Consider for a moment the groundbreaking work of Herbert A. Simon, one of the twentieth century's outstanding economic thinkers. Born in 1916 in Milwaukee, educated in the public schools, Simon found himself during the Great Depression at the University of Chicago, where he latched onto the notion that would form the center of his life's work: "The social sciences, I thought, needed the same kind of rigor and the same mathematical underpinnings that had made the 'hard' sciences so brilliantly successful," he wrote years later. So he set about training himself to be "a mathematical social scientist." An undergraduate term paper on decision-making in business organizations led to graduate work on the same topic and then to a research fellowship at the University of California at Berkeley. As one culmination of his research, Simon published a book in 1947 titled, simply, Administrative Behavior, which created a firm foundation for understanding the complex ways in which decisions are made inside corporations and other "economic organizations." When the Royal Swedish Academy of Sciences explained in 1978 its reasons for honoring Simon with the Nobel Prize in economics, it cited Administrative Behavior, calling it an "epoch-making book."

The ideas expressed in Simon's work are fascinating -- he rejects the notion of the omnipotent CEO and replaces it with a model of multiple decision-makers limited by their knowledge and their loyalties. But what is even more fascinating is the unwavering persistence of his ideas. Writing the introduction to the fourth edition of Administrative Behavior, which was published on the book's fiftieth anniversary, Simon has this to say: "In this fourth edition, as in the previous ones, the text of the original work is kept intact, for there is essentially nothing in it that I wish to retract."

As Simon explains, his book hasn't changed in more than half a century because people and the way they make decisions haven't changed. "Human organizations, quite large ones, have been with us for at least four thousand years," he writes. "Although the physical technology a modern army employs is wholly different from the technology employed by the armies of Nineveh or Egypt or X'ian, the processes people used in these ancient armies to make decisions or to manage people appear quite familiar to us and largely unchanged over the centuries."

It is the premise of this book that, in business, the recurring disenchantment with so-called old ideas is completely misguided; the search for some revolution that will change everything is essentially wasteful; the relentless insistence on "thinking outside the box" is wrongheaded.

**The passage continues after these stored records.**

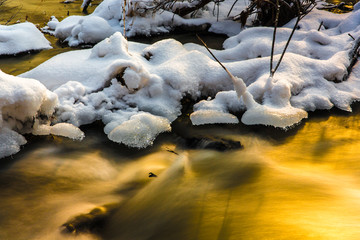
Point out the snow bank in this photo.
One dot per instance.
(23, 103)
(136, 89)
(20, 38)
(139, 20)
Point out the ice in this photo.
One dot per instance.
(137, 89)
(211, 117)
(24, 103)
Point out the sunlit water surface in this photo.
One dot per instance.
(299, 184)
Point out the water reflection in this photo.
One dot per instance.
(286, 190)
(299, 184)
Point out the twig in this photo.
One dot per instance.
(321, 26)
(353, 56)
(213, 55)
(351, 36)
(272, 71)
(232, 6)
(124, 17)
(13, 16)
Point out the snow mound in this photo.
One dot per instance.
(211, 117)
(23, 103)
(79, 30)
(31, 39)
(136, 90)
(140, 130)
(140, 19)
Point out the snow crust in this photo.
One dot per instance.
(23, 104)
(139, 19)
(20, 38)
(136, 89)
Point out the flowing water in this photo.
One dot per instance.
(299, 184)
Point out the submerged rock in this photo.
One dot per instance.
(213, 143)
(88, 222)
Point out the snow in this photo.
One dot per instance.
(23, 104)
(22, 37)
(139, 20)
(136, 89)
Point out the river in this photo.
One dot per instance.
(300, 184)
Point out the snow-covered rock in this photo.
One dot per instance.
(22, 37)
(23, 103)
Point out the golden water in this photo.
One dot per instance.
(300, 184)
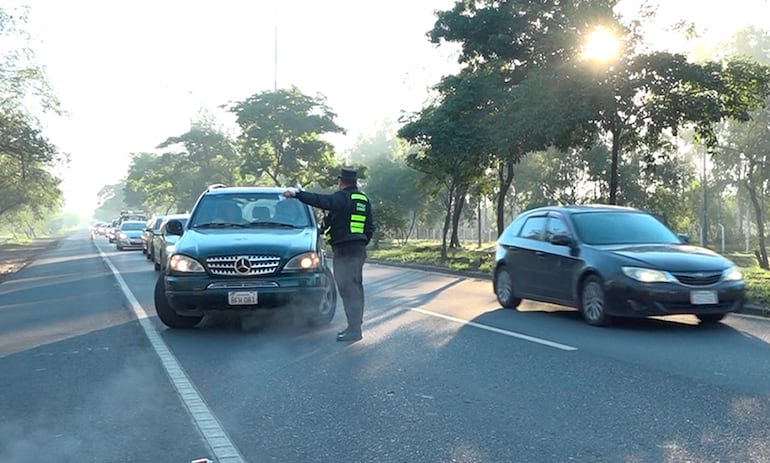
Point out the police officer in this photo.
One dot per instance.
(349, 227)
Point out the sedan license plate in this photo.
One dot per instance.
(242, 298)
(703, 297)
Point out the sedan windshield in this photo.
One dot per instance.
(608, 228)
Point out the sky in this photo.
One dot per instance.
(131, 74)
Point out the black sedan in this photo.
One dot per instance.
(610, 261)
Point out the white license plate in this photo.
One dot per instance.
(242, 297)
(703, 297)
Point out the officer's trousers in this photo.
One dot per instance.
(348, 271)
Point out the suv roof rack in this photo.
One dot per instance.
(215, 186)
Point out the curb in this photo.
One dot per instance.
(749, 309)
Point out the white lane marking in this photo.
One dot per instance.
(513, 334)
(213, 434)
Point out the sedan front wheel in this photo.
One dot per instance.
(593, 305)
(504, 289)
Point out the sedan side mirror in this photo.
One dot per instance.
(174, 227)
(561, 240)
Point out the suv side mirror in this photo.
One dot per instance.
(561, 240)
(174, 227)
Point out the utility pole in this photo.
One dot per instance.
(275, 51)
(704, 205)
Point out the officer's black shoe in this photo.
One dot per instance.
(349, 336)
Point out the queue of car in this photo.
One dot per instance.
(133, 231)
(606, 261)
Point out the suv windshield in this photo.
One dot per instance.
(132, 226)
(607, 228)
(249, 210)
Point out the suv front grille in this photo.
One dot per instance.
(699, 279)
(248, 265)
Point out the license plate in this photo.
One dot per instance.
(242, 298)
(703, 297)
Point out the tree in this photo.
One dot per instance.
(281, 136)
(27, 157)
(451, 145)
(505, 40)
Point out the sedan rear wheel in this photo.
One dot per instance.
(593, 303)
(504, 289)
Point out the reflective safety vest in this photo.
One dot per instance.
(358, 216)
(350, 225)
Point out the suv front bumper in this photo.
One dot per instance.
(198, 294)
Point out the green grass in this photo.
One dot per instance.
(471, 257)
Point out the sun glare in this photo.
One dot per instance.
(601, 45)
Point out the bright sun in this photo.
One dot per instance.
(601, 45)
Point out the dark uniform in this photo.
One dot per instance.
(349, 226)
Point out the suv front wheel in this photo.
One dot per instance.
(321, 311)
(167, 314)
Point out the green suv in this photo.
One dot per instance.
(245, 249)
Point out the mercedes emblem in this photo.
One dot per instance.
(242, 265)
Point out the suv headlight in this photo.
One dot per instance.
(647, 275)
(184, 264)
(306, 261)
(732, 274)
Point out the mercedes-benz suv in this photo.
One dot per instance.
(245, 249)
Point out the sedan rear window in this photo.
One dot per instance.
(608, 228)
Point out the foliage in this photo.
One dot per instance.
(281, 137)
(27, 157)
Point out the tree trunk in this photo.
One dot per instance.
(760, 219)
(459, 202)
(447, 221)
(614, 166)
(505, 180)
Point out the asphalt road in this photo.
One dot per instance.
(89, 374)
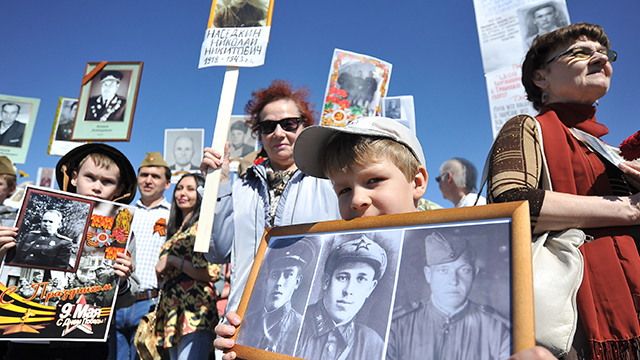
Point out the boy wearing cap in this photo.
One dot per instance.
(276, 325)
(103, 172)
(351, 273)
(148, 226)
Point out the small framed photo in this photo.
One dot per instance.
(17, 120)
(107, 102)
(183, 149)
(59, 143)
(52, 228)
(385, 283)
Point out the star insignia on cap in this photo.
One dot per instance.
(361, 245)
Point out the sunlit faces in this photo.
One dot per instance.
(450, 283)
(109, 89)
(573, 80)
(378, 188)
(281, 284)
(347, 289)
(186, 194)
(50, 222)
(9, 114)
(279, 144)
(183, 150)
(152, 182)
(100, 182)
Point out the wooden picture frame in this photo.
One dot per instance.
(491, 244)
(101, 119)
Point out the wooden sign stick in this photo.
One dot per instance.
(211, 185)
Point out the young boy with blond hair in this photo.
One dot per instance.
(377, 167)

I began this book with the conviction that we can't think outside the box or even inside the box unless we have a very precise idea of what the box is. A look at business past and present reveals the existence of certain unchanging, timeless rules -- the rules that I collectively call "The Box." Among the planks that make up The Box, for example, are the millennia-old rules of organizational decision-making uncovered by Simon. Ignoring the established rules of The Box is neither innovative nor entrepreneurial nor revolutionary. It is, to borrow a word from Mel Karmazin's T-shirt, stupid. Plain and simple.

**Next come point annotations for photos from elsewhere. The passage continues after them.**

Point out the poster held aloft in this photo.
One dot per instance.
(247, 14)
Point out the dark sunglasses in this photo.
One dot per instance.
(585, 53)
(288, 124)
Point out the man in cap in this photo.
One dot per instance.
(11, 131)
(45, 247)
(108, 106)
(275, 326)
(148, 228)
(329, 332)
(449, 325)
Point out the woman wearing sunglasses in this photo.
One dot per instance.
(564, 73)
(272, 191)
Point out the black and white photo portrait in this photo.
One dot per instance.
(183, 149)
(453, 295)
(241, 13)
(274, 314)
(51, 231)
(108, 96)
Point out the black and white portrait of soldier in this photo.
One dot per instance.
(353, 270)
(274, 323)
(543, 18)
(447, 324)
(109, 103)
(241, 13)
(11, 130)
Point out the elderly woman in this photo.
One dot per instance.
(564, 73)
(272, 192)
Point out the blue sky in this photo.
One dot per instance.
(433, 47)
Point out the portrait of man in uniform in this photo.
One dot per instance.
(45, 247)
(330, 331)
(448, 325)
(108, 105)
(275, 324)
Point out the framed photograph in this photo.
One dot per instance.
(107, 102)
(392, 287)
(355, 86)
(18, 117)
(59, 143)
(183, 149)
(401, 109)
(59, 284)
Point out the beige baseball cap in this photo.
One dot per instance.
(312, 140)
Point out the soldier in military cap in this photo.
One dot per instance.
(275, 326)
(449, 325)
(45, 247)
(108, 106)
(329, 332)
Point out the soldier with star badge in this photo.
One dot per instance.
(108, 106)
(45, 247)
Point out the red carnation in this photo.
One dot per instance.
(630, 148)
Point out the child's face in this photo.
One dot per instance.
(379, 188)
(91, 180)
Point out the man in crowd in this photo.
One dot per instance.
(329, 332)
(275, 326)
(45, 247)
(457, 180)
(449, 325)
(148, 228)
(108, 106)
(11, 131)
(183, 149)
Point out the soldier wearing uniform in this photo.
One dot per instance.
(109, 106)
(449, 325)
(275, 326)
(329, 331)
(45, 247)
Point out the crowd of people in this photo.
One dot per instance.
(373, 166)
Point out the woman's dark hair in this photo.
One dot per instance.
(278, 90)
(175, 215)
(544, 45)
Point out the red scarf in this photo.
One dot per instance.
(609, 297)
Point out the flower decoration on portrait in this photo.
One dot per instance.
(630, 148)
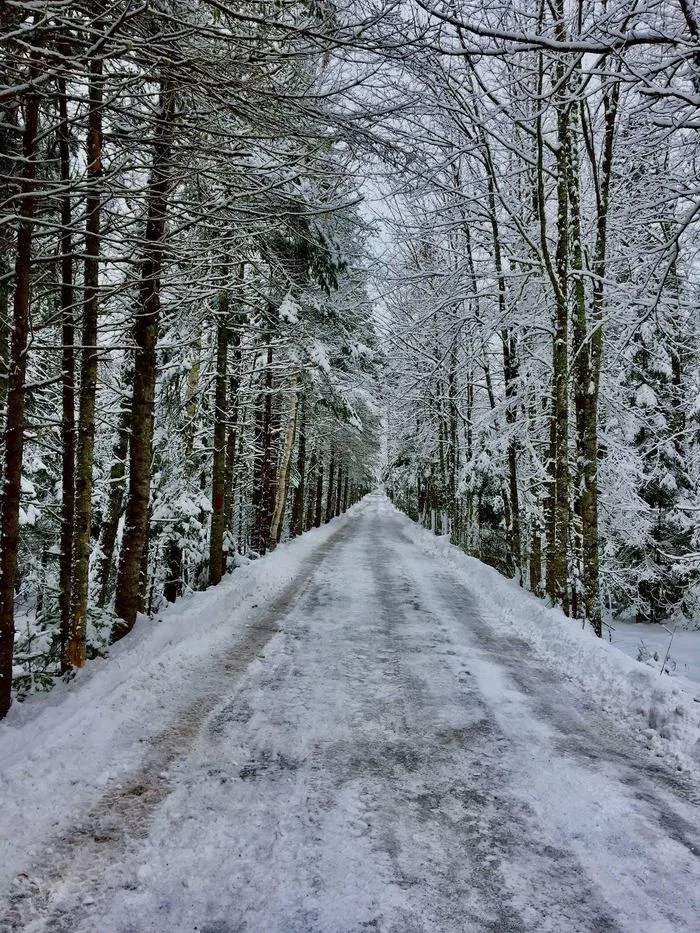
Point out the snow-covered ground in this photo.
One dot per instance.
(365, 731)
(653, 642)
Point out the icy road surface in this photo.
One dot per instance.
(376, 756)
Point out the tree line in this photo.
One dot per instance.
(188, 357)
(544, 319)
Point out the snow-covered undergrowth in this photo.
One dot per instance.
(661, 711)
(58, 751)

The welcome corollary of this premise is that there is no substance to the myth of the Oz-like CEO. Managing an enterprise requires neither genius nor constant invention (let alone reinvention). Rather, good management largely consists of paying attention to history and present reality while applying hard work and prudence. This is the gospel of business -- that management is a set of skills to be learned, not a matter of divine inspiration or magical foresight, and that the list of requisite skills has been consistent over a long period of time. Given the right set of rules, we can all manage from one quarter to the next, providing something useful to society and making a reasonable profit in return, while avoiding doing too much that is stupid. That's what this book is about.